Of course the odd part is “And he passed through the midst of them, and went his way,” giving no explanation of how Jesus managed to escape getting thrown off the precipice. On reading this account repeatedly, one has the distinct impression that something has been cut from the story. When we look at the known manuscript tradition, however, we find nothing obviously amiss.

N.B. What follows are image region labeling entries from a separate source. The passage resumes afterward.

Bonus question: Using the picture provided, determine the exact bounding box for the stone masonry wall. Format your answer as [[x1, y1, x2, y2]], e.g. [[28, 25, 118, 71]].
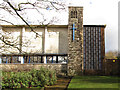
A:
[[68, 7, 83, 76]]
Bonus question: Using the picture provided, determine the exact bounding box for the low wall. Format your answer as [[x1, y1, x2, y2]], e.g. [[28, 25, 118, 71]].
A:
[[0, 64, 67, 75]]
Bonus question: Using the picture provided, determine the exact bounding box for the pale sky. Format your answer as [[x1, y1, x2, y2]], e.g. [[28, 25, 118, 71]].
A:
[[0, 0, 120, 52]]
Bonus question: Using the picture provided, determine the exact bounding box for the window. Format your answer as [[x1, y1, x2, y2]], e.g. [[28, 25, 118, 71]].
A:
[[71, 11, 77, 18]]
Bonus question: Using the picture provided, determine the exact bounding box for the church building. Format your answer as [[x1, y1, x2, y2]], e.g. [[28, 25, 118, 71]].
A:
[[0, 6, 106, 76]]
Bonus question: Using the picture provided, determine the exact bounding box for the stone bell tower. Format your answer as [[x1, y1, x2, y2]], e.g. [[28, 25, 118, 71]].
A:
[[68, 6, 83, 76]]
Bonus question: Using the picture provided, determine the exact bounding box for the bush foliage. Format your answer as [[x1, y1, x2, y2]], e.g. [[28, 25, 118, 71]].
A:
[[2, 68, 57, 88]]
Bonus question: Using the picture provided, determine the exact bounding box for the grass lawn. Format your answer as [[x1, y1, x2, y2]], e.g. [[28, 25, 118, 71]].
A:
[[68, 76, 120, 90]]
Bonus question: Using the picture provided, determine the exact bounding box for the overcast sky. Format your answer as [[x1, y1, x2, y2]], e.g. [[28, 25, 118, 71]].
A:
[[0, 0, 120, 52]]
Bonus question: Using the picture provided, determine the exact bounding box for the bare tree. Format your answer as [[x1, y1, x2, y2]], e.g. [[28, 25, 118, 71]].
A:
[[0, 0, 66, 53]]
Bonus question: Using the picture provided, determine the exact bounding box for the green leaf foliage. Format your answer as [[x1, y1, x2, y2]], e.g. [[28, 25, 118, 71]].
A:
[[2, 68, 57, 88]]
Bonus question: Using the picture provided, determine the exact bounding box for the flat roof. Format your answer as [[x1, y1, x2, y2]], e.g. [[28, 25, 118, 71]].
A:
[[0, 25, 106, 28]]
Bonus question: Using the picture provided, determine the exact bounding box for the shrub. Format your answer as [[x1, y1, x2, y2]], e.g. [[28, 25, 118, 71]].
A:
[[2, 68, 57, 88]]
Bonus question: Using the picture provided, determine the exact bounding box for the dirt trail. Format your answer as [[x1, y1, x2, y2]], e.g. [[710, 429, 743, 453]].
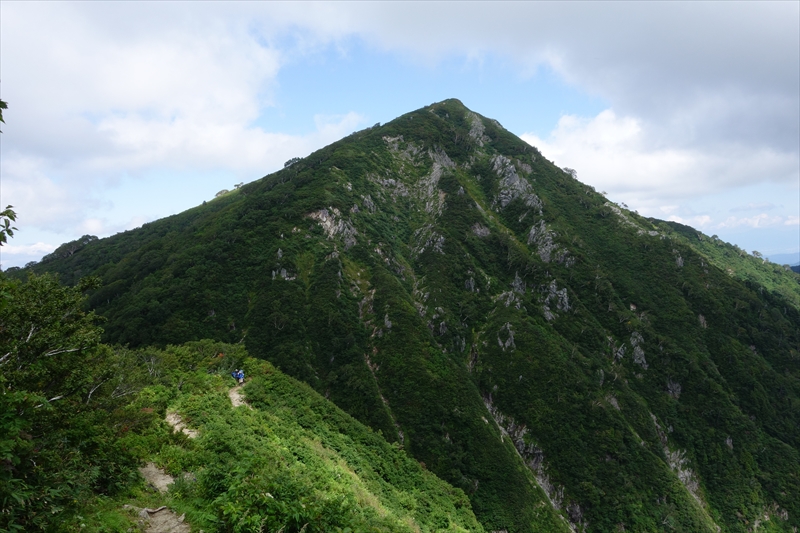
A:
[[228, 385, 252, 409], [142, 507, 192, 533], [136, 463, 192, 533], [166, 412, 200, 439], [139, 463, 175, 493]]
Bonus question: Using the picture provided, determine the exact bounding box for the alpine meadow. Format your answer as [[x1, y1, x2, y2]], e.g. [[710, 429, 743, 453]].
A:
[[0, 99, 800, 533]]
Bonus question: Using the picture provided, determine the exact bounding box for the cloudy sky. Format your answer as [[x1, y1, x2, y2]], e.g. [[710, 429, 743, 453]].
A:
[[0, 0, 800, 268]]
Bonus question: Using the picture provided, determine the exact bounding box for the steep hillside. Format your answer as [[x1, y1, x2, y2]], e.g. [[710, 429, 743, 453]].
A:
[[25, 100, 800, 532]]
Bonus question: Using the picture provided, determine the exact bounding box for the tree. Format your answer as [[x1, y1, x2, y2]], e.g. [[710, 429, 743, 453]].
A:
[[0, 205, 17, 246], [0, 100, 8, 133]]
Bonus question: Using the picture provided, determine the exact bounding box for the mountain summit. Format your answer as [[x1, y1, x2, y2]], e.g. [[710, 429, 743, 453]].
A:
[[26, 100, 800, 532]]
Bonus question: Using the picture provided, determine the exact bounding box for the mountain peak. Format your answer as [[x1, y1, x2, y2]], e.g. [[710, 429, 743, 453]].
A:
[[23, 99, 800, 531]]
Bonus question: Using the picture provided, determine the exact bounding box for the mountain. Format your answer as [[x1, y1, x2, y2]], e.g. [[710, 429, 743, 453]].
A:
[[20, 100, 800, 532]]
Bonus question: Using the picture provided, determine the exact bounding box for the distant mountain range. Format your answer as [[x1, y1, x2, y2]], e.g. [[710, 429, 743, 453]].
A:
[[20, 100, 800, 532]]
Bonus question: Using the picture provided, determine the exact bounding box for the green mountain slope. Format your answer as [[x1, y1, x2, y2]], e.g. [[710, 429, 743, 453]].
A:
[[147, 345, 482, 532], [20, 100, 800, 531]]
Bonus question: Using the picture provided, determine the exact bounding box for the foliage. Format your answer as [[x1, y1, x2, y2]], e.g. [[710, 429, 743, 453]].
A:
[[21, 100, 800, 531], [0, 205, 17, 246]]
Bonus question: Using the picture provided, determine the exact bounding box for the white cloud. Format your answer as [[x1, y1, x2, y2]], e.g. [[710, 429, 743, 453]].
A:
[[522, 109, 798, 213], [716, 213, 796, 228], [0, 242, 57, 256], [667, 215, 711, 229], [0, 2, 800, 262]]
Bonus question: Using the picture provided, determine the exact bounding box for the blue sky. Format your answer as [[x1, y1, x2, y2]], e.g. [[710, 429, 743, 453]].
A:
[[0, 1, 800, 268]]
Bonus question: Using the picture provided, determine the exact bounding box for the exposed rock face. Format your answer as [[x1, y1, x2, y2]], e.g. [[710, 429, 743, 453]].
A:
[[483, 394, 589, 532], [467, 111, 489, 148], [631, 331, 647, 370], [491, 155, 542, 215], [308, 208, 358, 250]]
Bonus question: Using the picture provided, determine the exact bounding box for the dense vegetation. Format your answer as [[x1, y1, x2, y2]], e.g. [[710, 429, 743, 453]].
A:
[[0, 276, 482, 532], [11, 100, 800, 532]]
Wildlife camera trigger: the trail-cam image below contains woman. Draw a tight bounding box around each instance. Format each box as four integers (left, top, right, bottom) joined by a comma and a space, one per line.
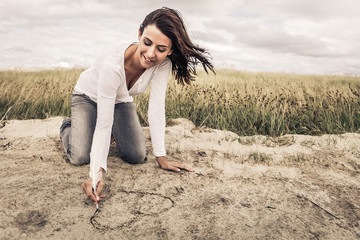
60, 7, 215, 204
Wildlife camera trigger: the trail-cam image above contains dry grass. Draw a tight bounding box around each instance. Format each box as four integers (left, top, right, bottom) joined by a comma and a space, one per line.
0, 69, 360, 136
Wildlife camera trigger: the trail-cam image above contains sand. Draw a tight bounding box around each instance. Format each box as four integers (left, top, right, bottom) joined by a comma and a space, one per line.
0, 117, 360, 239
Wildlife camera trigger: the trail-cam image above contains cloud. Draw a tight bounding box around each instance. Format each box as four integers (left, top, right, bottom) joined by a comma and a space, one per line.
0, 0, 360, 74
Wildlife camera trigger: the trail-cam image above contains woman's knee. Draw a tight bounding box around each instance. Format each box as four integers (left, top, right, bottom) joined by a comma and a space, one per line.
69, 153, 90, 166
121, 149, 146, 164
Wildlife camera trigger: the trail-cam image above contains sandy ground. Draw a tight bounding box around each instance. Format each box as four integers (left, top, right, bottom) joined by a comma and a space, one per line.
0, 117, 360, 239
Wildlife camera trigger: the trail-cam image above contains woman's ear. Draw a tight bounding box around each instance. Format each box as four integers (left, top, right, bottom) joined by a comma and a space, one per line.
138, 28, 141, 41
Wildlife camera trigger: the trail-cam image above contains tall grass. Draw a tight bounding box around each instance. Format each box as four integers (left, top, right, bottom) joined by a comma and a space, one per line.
0, 69, 360, 136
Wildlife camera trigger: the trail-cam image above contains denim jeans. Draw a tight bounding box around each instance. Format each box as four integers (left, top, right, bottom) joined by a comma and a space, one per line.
60, 91, 146, 165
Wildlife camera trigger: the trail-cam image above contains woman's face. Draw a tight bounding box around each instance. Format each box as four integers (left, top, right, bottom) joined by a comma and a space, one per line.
138, 24, 172, 68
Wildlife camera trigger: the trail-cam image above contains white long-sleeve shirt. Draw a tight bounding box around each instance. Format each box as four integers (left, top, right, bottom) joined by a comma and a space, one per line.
74, 42, 171, 174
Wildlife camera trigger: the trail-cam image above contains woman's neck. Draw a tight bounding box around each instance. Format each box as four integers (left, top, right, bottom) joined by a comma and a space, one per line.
124, 44, 145, 72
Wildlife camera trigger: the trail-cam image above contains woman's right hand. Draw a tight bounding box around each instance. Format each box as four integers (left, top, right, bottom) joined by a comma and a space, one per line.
81, 178, 105, 205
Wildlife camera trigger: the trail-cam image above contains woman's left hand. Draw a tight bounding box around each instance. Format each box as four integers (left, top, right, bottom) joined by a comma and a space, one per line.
156, 156, 194, 172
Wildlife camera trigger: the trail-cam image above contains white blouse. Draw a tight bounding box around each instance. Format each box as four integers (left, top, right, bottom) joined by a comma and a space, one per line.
74, 42, 172, 177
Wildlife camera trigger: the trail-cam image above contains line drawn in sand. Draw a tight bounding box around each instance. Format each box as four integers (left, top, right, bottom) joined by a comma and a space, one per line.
90, 189, 175, 231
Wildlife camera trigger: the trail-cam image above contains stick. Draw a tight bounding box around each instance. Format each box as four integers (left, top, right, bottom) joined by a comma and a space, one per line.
0, 106, 12, 123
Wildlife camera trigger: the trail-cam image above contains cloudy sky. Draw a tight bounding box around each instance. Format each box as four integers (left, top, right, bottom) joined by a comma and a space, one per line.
0, 0, 360, 75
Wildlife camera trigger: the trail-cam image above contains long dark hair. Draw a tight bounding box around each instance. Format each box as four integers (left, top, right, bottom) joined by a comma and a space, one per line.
140, 7, 215, 84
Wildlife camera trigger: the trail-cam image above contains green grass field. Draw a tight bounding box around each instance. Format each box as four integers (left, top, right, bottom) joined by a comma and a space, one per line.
0, 69, 360, 136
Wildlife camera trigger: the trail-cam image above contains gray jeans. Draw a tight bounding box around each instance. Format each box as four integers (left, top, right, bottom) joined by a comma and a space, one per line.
60, 92, 146, 165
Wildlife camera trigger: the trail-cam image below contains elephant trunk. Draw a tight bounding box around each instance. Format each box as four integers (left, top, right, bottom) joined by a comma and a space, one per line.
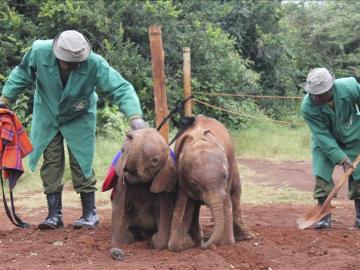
201, 194, 224, 249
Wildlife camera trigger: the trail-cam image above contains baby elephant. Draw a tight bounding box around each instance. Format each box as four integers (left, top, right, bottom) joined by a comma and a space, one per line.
169, 115, 252, 251
112, 128, 177, 249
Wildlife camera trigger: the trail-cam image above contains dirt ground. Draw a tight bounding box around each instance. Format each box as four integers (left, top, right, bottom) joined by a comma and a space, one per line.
0, 159, 360, 270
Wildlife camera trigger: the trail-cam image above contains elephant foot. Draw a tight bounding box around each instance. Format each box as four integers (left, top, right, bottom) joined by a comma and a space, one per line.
112, 230, 135, 244
234, 224, 254, 241
169, 234, 195, 251
219, 235, 235, 246
151, 232, 169, 249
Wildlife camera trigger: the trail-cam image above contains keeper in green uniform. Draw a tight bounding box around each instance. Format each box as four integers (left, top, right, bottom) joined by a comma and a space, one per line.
301, 68, 360, 229
0, 30, 146, 229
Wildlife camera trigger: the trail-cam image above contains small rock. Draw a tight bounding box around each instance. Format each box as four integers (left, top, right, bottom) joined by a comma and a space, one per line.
209, 244, 216, 251
110, 247, 125, 261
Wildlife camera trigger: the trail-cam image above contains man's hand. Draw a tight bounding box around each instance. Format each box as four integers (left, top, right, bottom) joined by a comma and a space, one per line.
129, 116, 148, 130
340, 157, 354, 172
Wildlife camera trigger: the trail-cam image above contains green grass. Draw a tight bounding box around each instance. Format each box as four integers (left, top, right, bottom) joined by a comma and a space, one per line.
232, 123, 311, 160
239, 165, 313, 204
7, 123, 311, 209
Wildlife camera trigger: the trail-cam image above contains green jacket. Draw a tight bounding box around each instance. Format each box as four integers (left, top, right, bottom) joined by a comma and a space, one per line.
301, 78, 360, 181
2, 40, 142, 177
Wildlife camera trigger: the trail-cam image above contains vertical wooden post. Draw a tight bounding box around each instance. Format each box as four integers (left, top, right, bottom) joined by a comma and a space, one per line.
149, 25, 169, 142
183, 47, 192, 116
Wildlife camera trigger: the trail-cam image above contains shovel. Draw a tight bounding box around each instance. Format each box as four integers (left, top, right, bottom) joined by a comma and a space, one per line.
296, 154, 360, 229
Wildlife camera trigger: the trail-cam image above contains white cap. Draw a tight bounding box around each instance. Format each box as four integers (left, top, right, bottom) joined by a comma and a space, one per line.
53, 30, 91, 62
304, 68, 335, 95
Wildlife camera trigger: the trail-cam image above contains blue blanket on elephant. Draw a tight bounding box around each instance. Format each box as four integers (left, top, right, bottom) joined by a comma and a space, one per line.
101, 149, 176, 198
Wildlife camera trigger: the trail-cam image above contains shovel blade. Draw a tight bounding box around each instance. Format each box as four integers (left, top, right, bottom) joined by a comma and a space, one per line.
296, 204, 334, 229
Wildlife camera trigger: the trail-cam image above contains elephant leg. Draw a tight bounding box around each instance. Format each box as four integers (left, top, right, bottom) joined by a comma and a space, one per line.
230, 174, 254, 241
189, 201, 202, 246
151, 193, 174, 249
220, 195, 235, 245
169, 190, 195, 251
111, 181, 135, 244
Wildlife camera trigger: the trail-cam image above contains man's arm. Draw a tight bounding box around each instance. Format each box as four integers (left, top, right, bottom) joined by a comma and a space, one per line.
96, 57, 146, 129
0, 50, 36, 106
303, 112, 347, 164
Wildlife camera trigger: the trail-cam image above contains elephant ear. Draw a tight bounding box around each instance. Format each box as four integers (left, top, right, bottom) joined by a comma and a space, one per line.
150, 153, 178, 193
175, 134, 195, 158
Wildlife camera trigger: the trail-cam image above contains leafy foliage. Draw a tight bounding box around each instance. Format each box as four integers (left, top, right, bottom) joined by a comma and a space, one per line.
0, 0, 360, 133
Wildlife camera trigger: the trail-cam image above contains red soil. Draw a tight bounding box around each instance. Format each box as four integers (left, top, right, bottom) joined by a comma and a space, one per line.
0, 160, 360, 270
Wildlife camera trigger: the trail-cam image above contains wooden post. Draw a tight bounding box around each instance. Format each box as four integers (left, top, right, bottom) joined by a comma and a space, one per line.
149, 25, 169, 142
183, 47, 192, 116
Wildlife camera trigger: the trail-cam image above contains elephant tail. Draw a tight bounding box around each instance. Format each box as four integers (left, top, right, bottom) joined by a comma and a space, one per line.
201, 194, 224, 249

Nonetheless, there seems to have been a surviving tradition, mentioned by Aphrahat, a Syrian Christian of the 3rd century, that Jesus was actually thrown off the precipice, but “showed the power of his majesty” by not being harmed. Scholars of the Syriac harmony of the Gospels (sadly, no ancient manuscript of it in Syriac has been preserved) called the Diatessaron, saw evidence that it may have originally included a similar tradition in which Jesus was thrown off the precipice, but “passed through their midst” by flying through the air down to Capernaum (https://jbtc.org/v01/Baarda1996rev.html). As Alice remarked in Alice in Wonderland, “Curiouser and curiouser.”

The inscription at the top of the icon says:

“Jesus borne by the Jews to the Precipice.”

The city in the background is intended to be Nazareth.